Saia tartan retorna ao street style com atitude punk

Saia tartan retorna ao street style com atitude punk e ganha destaque em produções que transitam do visual neutro ao mais fashionista, sem perder o DNA rebelde que marcou o movimento punk dos anos 1970.

Originária das Terras Altas da Escócia, a saia tartan — também chamada de kilt — era usada para identificar clãs e regiões. Em 1746, o governo britânico proibiu a padronagem xadrez, medida revogada apenas no século XIX. Desde então, o tecido tornou-se símbolo cultural e, mais tarde, um ícone de contracultura.

Saia tartan retorna ao street style com atitude punk

A virada punk veio em 1970, quando a estilista Vivienne Westwood rasgou o tartan Royal Stewart, associado à monarquia, como forma de protesto. A partir daí, a saia ganhou status de peça de resistência, estampando vitrines de Londres e influenciando gerações.

Nas últimas temporadas, a marca britânica Chopova Lowena, de Emma Chopova e Laura Lowena, reacendeu o interesse pelo clássico ao combinar pregas estruturadas, cintos utilitários e cores vibrantes. O resultado é um híbrido que mantém o espírito indomável do punk, mas dialoga com tendências contemporâneas.

No street style atual, as composições variam da estética minimalista à maximalista. Tons neutros surgem ao lado de padronagens metalizadas, enquanto sobreposições inusitadas — como saias balonê e modelos mini — quebram a previsibilidade do preto total.

Entre os truques de styling, misturar diferentes tipos de xadrez garante contraste interessante sem complicar o look. Outro recurso é combinar a saia a jaquetas de couro, criando uma versão “punk de boutique” que equilibra rigidez e movimento. Para quem busca sofisticação, suéteres de cores sóbrias e scarpins elevam a produção imediatamente.

O visual preppy também ganha espaço com fios metalizados e mocassins, enquanto propostas náuticas incorporam jaquetas utilitárias e boat shoes. Já os recortes geométricos dialogam com as linhas do tartan, comprovando a versatilidade do padrão centenário.

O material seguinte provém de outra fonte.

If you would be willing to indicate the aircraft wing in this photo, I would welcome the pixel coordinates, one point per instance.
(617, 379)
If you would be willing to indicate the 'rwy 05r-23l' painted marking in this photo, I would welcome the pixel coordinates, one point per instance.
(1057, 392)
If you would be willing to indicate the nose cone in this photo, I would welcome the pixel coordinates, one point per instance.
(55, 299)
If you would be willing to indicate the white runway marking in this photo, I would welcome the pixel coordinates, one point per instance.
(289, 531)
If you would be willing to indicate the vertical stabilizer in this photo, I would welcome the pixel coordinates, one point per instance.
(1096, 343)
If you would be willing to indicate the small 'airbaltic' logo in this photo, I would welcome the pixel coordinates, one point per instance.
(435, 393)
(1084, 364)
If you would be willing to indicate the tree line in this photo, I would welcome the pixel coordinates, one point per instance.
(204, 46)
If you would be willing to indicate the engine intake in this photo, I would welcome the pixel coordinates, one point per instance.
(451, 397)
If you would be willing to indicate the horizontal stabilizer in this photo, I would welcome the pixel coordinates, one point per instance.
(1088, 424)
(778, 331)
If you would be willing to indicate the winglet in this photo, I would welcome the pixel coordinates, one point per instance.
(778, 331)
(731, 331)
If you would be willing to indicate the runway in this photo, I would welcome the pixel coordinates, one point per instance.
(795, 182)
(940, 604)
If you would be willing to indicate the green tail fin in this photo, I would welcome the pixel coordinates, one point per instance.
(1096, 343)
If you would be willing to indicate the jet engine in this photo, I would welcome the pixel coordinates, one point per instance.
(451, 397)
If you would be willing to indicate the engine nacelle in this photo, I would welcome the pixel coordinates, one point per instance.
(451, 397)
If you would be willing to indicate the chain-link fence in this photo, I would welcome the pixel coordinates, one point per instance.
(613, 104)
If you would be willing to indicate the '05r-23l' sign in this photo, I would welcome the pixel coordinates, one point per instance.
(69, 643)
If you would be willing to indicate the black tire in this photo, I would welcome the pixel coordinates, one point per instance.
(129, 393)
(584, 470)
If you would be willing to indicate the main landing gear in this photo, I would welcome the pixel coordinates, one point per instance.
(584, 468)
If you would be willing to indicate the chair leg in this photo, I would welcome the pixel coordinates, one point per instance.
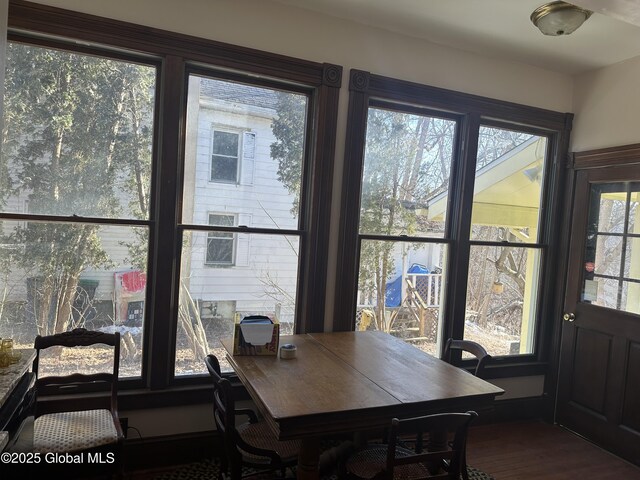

Segundo o Victoria & Albert Museum, o fascínio pelo tartan reside na sua capacidade de carregar história e identidade. Essa força simbólica explica por que a peça se reinventa sem perder relevância — do conflito cultural escocês ao universo punk e, agora, às passarelas urbanas.

Para atualizar o guarda-roupa, aposte em kilts com pregas amplas, cintos metálicos ou aplicações de ilhós. Combine com camisetas básicas para um contraste cool ou com botas robustas para reforçar a atitude rebelde. O importante é manter o equilíbrio entre tradição e contemporaneidade.

Na próxima temporada, a saia tartan promete continuar no radar de fashionistas, dialogando com tendências como o fisherman core e o retorno das silhuetas colegiais. Em qualquer versão, a peça comprova que estilo e história podem — e devem — andar lado a lado.